Septic Arthritis is a disease of the joints. All the joints in the body contain synovial fluid, which is a jelly like substance that functions as a lubricant. This fluid becomes an ideal location for bacterial and viral attacks. When a disease-causing microbe attacks any of the joints, it may lead to the formation of sepsis, which is a painful condition. This painful infection of the joints is medically referred to as Septic Arthritis.
Possible causes of septic arthritis.
Generally, Septic Arthritis starts with some joint injury. The condition is completely curable with antibiotics, and proper care. But there is a complicated variant of septic arthritis. This variant is caused by pathogens that are actually responsible for other primary illnesses. The pathogens causing an illness can eventually affect the joints as well. This secondary infection hampers the body’s movement because joints start hurting. Therefore, it is essential that the primary infection should be treated quickly.

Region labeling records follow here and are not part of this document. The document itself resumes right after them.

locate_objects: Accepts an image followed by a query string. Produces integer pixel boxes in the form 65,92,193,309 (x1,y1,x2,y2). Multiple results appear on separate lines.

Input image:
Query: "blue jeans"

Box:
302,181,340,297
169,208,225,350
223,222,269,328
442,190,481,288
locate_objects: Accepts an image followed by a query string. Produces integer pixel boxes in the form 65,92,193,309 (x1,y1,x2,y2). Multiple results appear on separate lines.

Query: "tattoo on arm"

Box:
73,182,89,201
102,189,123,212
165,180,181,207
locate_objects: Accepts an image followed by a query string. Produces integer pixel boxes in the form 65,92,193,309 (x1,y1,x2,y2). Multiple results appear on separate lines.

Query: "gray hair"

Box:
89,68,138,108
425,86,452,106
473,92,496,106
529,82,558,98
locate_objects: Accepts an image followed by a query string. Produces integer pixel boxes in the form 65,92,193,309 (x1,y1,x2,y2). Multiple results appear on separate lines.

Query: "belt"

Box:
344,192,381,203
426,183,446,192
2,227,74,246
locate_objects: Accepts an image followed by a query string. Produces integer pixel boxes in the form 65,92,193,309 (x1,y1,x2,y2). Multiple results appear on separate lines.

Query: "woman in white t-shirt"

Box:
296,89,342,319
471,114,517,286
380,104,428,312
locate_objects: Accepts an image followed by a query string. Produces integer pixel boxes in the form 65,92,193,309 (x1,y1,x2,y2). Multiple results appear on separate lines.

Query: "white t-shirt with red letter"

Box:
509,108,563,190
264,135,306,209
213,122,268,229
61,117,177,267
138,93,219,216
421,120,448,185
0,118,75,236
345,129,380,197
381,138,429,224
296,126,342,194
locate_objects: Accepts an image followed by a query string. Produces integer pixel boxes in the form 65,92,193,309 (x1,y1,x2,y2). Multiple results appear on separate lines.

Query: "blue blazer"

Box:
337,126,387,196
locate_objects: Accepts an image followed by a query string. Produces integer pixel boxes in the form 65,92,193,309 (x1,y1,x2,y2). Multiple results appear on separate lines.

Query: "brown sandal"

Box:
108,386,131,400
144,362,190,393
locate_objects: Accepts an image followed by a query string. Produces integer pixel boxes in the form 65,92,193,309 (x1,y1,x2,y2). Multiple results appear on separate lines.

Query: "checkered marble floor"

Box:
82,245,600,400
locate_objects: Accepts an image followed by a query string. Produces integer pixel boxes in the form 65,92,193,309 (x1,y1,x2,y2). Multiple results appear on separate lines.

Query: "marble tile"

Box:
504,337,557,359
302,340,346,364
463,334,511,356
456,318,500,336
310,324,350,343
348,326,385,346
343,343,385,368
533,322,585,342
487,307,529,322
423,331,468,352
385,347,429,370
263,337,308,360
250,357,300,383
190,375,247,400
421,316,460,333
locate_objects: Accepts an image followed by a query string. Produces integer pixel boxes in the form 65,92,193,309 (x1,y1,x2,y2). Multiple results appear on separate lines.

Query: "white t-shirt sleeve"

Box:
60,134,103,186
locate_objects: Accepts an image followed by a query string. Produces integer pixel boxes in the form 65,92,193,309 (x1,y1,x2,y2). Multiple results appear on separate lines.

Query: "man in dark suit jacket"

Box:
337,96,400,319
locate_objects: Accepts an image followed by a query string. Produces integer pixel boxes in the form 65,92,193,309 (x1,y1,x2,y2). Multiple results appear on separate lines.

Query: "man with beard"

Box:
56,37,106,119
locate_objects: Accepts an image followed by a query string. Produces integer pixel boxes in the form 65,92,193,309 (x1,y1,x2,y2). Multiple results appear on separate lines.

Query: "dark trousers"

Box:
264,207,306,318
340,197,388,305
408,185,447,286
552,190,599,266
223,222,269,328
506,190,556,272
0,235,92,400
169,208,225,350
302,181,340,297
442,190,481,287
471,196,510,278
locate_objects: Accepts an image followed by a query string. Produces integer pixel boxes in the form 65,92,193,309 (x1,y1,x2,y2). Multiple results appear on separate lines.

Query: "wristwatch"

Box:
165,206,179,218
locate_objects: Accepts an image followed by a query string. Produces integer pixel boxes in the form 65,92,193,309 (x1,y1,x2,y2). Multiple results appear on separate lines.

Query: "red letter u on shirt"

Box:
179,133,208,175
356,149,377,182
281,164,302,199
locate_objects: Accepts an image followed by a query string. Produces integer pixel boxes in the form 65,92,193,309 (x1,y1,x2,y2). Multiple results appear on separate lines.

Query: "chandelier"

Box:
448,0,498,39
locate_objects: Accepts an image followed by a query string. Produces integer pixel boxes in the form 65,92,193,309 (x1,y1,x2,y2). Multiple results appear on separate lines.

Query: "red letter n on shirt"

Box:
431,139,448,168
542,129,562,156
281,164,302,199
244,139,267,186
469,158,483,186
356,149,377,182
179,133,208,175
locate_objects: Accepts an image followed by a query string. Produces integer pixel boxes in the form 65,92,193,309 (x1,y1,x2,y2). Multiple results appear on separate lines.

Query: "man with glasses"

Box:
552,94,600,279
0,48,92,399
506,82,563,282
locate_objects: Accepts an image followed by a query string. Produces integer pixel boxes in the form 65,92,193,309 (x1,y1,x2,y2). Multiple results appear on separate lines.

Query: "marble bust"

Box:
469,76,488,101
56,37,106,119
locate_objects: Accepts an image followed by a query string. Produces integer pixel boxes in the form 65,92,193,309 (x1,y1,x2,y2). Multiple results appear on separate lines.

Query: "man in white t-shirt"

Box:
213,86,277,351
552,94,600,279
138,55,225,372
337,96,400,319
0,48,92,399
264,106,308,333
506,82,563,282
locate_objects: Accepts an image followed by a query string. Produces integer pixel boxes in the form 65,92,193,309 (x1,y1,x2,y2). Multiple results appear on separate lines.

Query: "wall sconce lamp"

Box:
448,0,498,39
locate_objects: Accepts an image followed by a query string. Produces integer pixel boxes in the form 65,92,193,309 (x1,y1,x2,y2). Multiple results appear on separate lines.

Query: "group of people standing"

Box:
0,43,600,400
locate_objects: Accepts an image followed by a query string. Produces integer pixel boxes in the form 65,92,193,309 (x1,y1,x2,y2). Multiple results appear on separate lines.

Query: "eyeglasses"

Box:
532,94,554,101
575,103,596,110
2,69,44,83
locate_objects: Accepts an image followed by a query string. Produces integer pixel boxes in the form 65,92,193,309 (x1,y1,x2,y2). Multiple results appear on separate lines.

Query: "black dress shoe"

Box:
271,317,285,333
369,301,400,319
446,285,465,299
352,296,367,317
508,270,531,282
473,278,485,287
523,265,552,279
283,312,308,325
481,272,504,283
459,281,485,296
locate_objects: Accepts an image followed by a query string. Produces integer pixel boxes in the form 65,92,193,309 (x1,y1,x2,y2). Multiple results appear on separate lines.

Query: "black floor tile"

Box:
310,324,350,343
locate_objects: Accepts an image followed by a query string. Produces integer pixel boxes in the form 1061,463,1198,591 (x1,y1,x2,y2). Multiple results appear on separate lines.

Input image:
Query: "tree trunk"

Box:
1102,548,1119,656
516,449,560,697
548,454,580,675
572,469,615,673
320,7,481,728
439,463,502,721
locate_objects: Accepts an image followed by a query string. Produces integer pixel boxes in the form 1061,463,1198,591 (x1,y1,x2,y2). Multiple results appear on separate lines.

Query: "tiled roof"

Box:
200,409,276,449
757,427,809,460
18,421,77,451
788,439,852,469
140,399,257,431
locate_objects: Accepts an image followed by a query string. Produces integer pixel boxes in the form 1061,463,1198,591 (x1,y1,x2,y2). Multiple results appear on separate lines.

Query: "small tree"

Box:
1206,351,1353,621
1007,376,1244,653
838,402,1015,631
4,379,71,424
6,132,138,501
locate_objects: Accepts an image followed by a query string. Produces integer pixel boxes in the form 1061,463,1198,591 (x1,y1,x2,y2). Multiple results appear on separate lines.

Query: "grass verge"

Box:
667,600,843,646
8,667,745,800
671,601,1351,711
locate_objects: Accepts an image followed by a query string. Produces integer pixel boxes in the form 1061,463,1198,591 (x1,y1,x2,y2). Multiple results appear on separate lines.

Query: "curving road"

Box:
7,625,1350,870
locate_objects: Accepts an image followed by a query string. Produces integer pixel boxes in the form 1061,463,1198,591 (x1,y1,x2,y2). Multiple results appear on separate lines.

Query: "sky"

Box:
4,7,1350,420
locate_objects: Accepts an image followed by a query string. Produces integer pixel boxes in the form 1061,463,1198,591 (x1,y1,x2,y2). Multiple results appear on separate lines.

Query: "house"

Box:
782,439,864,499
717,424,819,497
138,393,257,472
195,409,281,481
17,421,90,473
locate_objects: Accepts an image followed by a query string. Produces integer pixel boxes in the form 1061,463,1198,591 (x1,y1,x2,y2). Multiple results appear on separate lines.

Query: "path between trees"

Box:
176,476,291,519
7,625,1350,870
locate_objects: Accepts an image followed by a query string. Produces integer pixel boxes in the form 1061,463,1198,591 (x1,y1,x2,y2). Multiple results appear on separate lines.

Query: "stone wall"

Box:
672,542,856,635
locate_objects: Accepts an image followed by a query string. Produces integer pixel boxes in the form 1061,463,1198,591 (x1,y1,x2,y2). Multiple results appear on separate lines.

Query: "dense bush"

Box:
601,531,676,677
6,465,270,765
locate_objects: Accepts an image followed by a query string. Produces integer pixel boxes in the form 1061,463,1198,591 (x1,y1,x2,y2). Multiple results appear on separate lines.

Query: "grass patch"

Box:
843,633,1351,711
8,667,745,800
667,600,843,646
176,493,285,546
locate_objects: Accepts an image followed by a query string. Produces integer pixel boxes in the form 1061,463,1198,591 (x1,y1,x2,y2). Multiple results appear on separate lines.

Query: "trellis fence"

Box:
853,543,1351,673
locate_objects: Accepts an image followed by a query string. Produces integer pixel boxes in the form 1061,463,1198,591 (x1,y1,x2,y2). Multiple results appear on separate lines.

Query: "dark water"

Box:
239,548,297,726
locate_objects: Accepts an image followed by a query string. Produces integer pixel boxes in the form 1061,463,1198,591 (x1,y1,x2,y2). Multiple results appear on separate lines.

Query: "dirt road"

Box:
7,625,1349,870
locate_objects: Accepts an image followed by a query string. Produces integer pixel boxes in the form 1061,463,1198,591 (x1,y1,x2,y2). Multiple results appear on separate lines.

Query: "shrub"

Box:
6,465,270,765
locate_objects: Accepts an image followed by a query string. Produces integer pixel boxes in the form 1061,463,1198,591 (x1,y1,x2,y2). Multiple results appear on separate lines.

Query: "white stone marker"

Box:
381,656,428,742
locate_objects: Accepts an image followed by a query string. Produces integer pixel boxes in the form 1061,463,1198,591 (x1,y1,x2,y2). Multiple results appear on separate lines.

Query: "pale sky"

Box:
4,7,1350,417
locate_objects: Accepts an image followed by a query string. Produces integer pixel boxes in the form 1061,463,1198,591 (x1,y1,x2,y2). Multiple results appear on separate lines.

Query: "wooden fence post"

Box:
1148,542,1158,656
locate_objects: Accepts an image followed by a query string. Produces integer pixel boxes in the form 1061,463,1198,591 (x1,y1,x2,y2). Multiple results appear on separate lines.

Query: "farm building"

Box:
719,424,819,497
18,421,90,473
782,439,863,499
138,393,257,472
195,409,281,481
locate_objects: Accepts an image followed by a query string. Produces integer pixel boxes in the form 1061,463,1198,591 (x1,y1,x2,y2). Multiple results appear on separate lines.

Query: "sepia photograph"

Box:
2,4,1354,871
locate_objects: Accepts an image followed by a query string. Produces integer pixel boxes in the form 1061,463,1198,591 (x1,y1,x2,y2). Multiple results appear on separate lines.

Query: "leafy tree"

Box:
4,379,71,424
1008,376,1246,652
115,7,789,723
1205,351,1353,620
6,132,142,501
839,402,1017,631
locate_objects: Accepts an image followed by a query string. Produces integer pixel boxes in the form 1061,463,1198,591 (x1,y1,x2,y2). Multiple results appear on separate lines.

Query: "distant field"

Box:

Symptoms of septic arthritis
Septic arthritis symptoms are similar to many other infections. The patient suffers with high fever, severe chills, joint stiffness, and general weakness. In addition to these, there is swelling and redness at the joint that is tender to touch. The joint feels warmer when compared to the surrounding tissue. Uncontrolled fever, chills and stiffness of the joints are characteristic symptoms of septic arthritis.
How is septic arthritis diagnosed?
Diagnostic tests for septic arthritis start with complete blood count or CBC. In this, the Erythrocyte Sedimentation Rate (ESR) is crucial information. Increased levels of Erythrocyte Sedimentation Rate, (ESR) generally indicate the invasion of microbes in the body. Apart from the blood tests, an analysis of the synovial fluid (lubricating fluid of the joints) can be done by taking a sample with a needle, from an affected joint. Under laboratory conditions, this sample of synovial fluid is subjected to culture and sensitivity tests. Effectively, these tests enable the pathologists to identify the specific bacteria, viruses, or fungi responsible for the septic arthritis
How is septic arthritis treated?
Following the diagnostic tests, the physician begins treating the patient with antibiotics known to be effective against the pathogens causing the sepsis. The correct antibiotic can be found by doing the culture and sensitivity test. Antibiotics for Septic Arthritis are usually given in combination; the patient may be injected with medication, and also asked to take oral antibiotics. Apart from the antibiotics that control the microbes in the synovial fluid, the patient is also given pain medications, and medication to control fever.
Septic arthritis is a secondary infection caused by disease causing microorganisms and microbes, which enter the fluids of the joints. So, if an infection is detected in the body and treated timely, the joint infection can be controlled with the same medication. If an injury due to accidents is involved, disease causing bacteria enter into the blood stream and into the joints through the wound. Periodical dressing of the wounds using topical antibiotic preparations can help to control microbe invasion and possibly prevent the onset of septic arthritis.